There are two problems. Russell (2019, p.137) discusses the first problem as a failure of value alignment: Humans give artificial intelligence a goal to achieve and it has very negative side effects for individuals or society in general. Nonetheless, the original goal given to machines to solve may be perfectly inno-cent and rational. An example are the algorithms mentioned above for the optimisation of click-through rates on social media (Diederich, 2021). The goal is perfectly innocent: Select content that allows users to click on links so that people stay social media platforms longer. The negative side effect is that more and more extreme content engages people, enables click-through and results in radicalisation. Western societies, in particular, have to deal with the consequences that have already occurred.

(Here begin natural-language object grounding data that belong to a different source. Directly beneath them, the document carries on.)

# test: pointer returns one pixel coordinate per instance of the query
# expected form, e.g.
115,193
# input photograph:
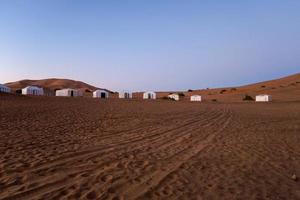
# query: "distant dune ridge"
53,84
282,89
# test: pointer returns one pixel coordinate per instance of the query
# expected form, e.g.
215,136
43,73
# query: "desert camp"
33,90
68,93
4,88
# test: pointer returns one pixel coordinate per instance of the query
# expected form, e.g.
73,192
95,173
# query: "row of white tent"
34,90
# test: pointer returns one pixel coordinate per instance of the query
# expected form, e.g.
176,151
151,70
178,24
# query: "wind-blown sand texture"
83,148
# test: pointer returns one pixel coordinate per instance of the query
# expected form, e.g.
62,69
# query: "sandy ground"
64,148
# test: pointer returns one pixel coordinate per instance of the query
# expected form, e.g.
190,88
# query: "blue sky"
150,45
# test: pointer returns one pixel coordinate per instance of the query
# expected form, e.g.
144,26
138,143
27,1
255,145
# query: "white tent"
33,90
149,95
125,95
196,98
174,96
103,94
4,88
263,98
68,93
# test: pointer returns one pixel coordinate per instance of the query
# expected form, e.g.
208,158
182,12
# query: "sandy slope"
283,89
50,85
62,148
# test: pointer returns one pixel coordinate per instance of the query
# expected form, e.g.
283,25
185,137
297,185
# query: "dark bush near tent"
248,98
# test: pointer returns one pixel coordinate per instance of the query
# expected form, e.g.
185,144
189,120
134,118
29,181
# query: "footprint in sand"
107,178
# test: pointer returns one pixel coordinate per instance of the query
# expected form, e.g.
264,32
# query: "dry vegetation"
64,148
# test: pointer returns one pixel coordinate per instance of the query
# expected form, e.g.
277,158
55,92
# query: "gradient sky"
150,45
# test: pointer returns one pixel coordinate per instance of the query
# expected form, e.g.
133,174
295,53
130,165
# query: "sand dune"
283,89
114,149
54,84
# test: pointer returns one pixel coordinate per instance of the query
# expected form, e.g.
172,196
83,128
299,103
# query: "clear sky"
150,45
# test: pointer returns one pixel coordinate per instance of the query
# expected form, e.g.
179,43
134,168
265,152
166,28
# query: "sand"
83,148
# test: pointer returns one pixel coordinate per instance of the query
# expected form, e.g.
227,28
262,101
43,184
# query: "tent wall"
33,91
125,95
196,98
174,96
5,89
149,95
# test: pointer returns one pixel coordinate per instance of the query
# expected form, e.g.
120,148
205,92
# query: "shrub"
222,91
181,94
248,98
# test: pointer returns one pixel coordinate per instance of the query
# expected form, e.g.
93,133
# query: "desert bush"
19,91
248,98
181,94
222,91
165,98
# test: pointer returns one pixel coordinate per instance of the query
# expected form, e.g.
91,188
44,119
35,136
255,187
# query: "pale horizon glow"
154,45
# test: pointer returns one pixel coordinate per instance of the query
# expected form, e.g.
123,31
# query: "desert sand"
83,148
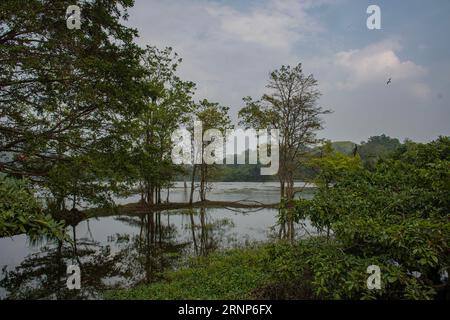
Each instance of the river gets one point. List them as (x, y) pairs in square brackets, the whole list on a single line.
[(119, 251)]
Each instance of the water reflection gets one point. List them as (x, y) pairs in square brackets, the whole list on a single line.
[(123, 251)]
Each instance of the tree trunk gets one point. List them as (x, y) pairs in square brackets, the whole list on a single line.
[(192, 184)]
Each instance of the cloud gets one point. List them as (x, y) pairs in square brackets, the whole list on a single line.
[(228, 51), (278, 24), (377, 63)]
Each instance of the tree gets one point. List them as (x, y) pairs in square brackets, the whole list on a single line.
[(22, 213), (167, 105), (66, 96), (212, 116), (377, 148), (290, 106), (394, 216)]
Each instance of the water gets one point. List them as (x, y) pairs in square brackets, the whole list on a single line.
[(122, 251)]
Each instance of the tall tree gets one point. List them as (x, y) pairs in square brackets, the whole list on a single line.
[(212, 116), (290, 106), (65, 95), (168, 105)]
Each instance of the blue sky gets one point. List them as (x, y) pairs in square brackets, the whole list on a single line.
[(230, 46)]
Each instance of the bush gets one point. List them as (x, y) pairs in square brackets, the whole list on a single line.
[(396, 216), (20, 212)]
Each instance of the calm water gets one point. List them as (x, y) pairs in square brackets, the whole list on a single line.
[(122, 251)]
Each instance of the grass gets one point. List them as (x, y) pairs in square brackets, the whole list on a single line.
[(232, 274)]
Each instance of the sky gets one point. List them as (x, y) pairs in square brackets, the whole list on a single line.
[(229, 48)]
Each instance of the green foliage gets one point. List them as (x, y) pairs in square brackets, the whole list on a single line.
[(395, 216), (20, 212), (377, 148), (232, 274), (332, 165)]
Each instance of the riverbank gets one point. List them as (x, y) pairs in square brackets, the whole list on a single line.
[(235, 274)]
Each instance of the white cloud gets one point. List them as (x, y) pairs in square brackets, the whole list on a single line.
[(377, 63), (278, 24)]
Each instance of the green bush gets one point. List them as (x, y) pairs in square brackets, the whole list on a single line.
[(20, 212), (395, 216)]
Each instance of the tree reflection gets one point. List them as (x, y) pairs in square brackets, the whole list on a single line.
[(42, 275), (124, 260)]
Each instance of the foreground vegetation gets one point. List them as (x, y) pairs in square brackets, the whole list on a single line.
[(395, 216)]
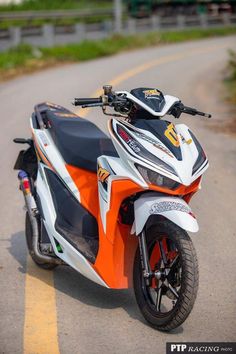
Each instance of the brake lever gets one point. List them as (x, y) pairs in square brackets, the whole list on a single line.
[(93, 105)]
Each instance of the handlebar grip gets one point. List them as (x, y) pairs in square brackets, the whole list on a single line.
[(194, 112), (85, 101)]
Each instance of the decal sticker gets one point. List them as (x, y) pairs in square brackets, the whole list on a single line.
[(103, 174), (189, 141), (171, 134), (154, 143), (154, 93), (161, 207), (43, 138), (128, 139), (65, 115)]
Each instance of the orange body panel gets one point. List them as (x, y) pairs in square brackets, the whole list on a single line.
[(117, 247), (86, 182)]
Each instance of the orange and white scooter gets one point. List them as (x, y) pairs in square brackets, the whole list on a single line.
[(117, 209)]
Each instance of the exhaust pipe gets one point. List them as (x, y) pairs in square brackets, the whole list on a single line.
[(33, 212)]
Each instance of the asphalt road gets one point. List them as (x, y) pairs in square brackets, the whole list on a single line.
[(87, 318)]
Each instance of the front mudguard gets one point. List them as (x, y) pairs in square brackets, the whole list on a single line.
[(172, 208)]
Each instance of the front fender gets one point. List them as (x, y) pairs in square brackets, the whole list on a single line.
[(172, 208)]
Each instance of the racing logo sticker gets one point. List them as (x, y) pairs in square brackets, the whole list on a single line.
[(103, 174), (154, 93), (161, 207)]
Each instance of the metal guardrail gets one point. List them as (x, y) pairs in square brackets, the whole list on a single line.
[(49, 35), (55, 14)]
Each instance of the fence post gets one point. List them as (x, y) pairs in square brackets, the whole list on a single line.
[(181, 21), (15, 34), (226, 18), (80, 31), (203, 20), (118, 15), (155, 22), (108, 27), (48, 35)]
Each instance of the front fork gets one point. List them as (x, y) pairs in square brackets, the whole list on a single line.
[(147, 272)]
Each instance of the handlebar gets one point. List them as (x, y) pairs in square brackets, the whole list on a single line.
[(123, 105), (87, 101), (180, 108)]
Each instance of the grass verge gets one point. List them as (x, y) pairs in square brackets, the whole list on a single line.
[(27, 59), (231, 77)]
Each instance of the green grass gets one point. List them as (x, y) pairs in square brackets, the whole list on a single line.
[(25, 58), (231, 77), (34, 5)]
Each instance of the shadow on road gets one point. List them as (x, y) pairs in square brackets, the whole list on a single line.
[(73, 284), (18, 250)]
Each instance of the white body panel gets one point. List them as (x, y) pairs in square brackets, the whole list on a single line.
[(174, 209), (123, 167)]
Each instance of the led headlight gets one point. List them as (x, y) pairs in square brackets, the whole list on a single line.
[(156, 178)]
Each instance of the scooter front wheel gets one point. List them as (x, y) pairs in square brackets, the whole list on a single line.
[(167, 297)]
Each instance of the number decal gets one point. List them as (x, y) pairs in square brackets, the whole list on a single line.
[(102, 174), (171, 134)]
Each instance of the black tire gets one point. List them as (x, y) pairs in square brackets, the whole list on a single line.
[(188, 279), (28, 234)]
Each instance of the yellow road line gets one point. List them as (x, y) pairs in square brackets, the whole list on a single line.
[(40, 328), (146, 66)]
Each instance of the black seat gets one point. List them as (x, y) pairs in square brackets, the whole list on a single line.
[(79, 141)]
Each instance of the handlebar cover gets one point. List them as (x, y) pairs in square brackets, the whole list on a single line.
[(85, 101)]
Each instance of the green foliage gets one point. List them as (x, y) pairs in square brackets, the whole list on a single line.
[(16, 57), (232, 65), (54, 5), (231, 76), (26, 58)]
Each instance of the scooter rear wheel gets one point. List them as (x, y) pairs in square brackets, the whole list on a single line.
[(168, 298), (28, 234)]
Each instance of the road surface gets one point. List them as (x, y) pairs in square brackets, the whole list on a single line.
[(60, 311)]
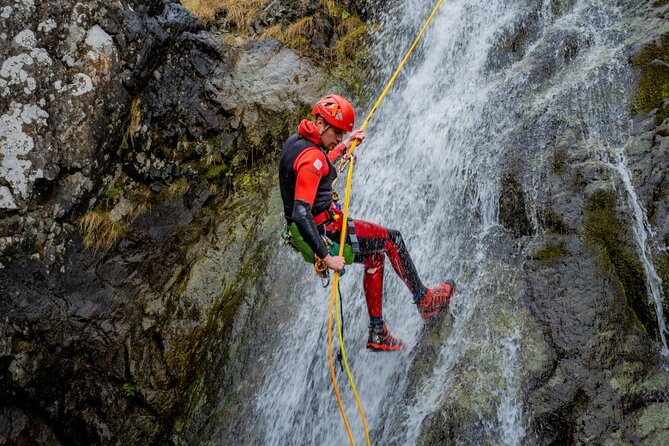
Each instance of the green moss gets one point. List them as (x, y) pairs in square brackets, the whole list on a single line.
[(551, 252), (654, 82), (605, 232), (215, 171)]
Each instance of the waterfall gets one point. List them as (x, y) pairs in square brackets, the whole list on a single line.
[(430, 168)]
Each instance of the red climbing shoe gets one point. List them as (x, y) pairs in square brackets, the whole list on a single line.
[(381, 340), (436, 299)]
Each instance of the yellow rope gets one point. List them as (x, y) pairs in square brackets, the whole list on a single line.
[(334, 296)]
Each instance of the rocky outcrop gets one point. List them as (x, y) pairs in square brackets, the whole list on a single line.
[(129, 114)]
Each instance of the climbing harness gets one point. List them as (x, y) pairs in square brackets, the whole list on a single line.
[(334, 293)]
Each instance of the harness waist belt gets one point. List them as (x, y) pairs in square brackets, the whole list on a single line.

The second problem is also about achieving goals that may be perfectly innocent to begin with. Russell (2019, p.141) talks about the "fetching coffee problem." A machine is giving the goal to get some coffee. The machine will immediately realise that it cannot achieve the goal if it is destroyed or switched off. Hence, the machine will create a subgoal to ensure that it is operational at all times. This may include self-modification so that it cannot be switched off by a human user. It is possible to generalise this problem immediately to realise that achieving any goal requires the existence of the machine and the generation of subgoals that insure self-preservation. Any argument that claims we can simply turn off the machines simply falls short. Self-preservation is logically built into any advanced form of artificial intelligence. If humans are somehow in conflict with the existence and the drive of self-preservation built into the machines, then the superior AI systems may decide to remove the humans.

For many complex reasons, self preservation is a drive in humans. Suicidality is a problem in many advanced societies too but it is still relatively rare. For purely logical reasons, self-preservation is also a part of very advanced artificial intelligence. An this drive may dominate.

References

Diederich J, The Psychology of Artificial Superintelligence. Springer Nature Switzerland AG 2021, ISBN 978-3-030-71841-1, DOI https://doi.org/10.1007/978-3-030-71842-8

Russell S, Human Compatible. Artificial Intelligence and the Problem of Control. Viking. Penguin Random House, 2019.